What conditions are excluded from R10.2?

Vulvodynia (N94.81) carries a Type 1 Excludes note against R10.2 and all subcodes. This means the two codes must never appear on the same claim. Conditions with their own definitive diagnosis codes (endometriosis N80.x, cystitis N30.x, Mittelschmerz N94.0) should be coded with those specific codes rather than R10.2x when the diagnosis is confirmed.

When should I use R10.2 versus a more specific diagnosis code?

Use R10.2x subcodes as the principal diagnosis only when no definitive underlying condition has been established. Once a diagnosis such as endometriosis or interstitial cystitis is confirmed, that definitive code becomes primary. An R10.2x subcode may remain as a secondary code if the pain is clinically significant beyond the routine symptom of the confirmed diagnosis.

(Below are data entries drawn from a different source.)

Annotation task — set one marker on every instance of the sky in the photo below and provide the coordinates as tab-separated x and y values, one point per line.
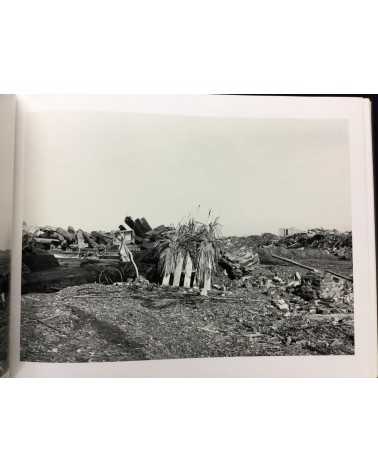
91	169
7	125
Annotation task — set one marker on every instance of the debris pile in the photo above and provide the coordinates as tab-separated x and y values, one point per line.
334	242
71	240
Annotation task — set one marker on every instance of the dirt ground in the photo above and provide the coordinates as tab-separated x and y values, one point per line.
134	321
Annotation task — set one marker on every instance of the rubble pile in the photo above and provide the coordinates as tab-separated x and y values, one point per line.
334	242
294	293
50	238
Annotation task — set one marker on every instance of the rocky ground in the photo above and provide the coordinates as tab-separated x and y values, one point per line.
261	315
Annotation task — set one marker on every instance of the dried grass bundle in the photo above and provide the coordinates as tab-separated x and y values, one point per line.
198	240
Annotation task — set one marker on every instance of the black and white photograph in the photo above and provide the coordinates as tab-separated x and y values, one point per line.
7	115
150	236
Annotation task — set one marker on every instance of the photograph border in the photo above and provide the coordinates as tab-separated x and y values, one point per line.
355	110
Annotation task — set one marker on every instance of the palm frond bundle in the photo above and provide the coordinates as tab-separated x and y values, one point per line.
198	240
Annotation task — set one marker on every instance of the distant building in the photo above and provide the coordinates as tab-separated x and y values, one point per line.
283	232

What changed about R10.2 in October 2025?

Effective October 1, 2025, R10.2 was converted from a billable code to a non-billable parent code under ICD-10-CM FY2026. Five billable subcodes (R10.20 through R10.24) were introduced to provide greater anatomical specificity. Claims submitted with the bare R10.2 code on or after this date will be rejected by payers requiring the highest level of specificity.

What CPT codes are commonly billed with R10.2x?

Office evaluation and management codes (CPT 99213-99215) are the most common pairings. Surgical codes such as CPT 58571 (total laparoscopic hysterectomy) or CPT 49320 (diagnostic laparoscopy) may also be billed with R10.2x when no definitive intraoperative diagnosis is made. The E&M complexity level must be supported by documented medical decision-making, not the diagnosis code alone.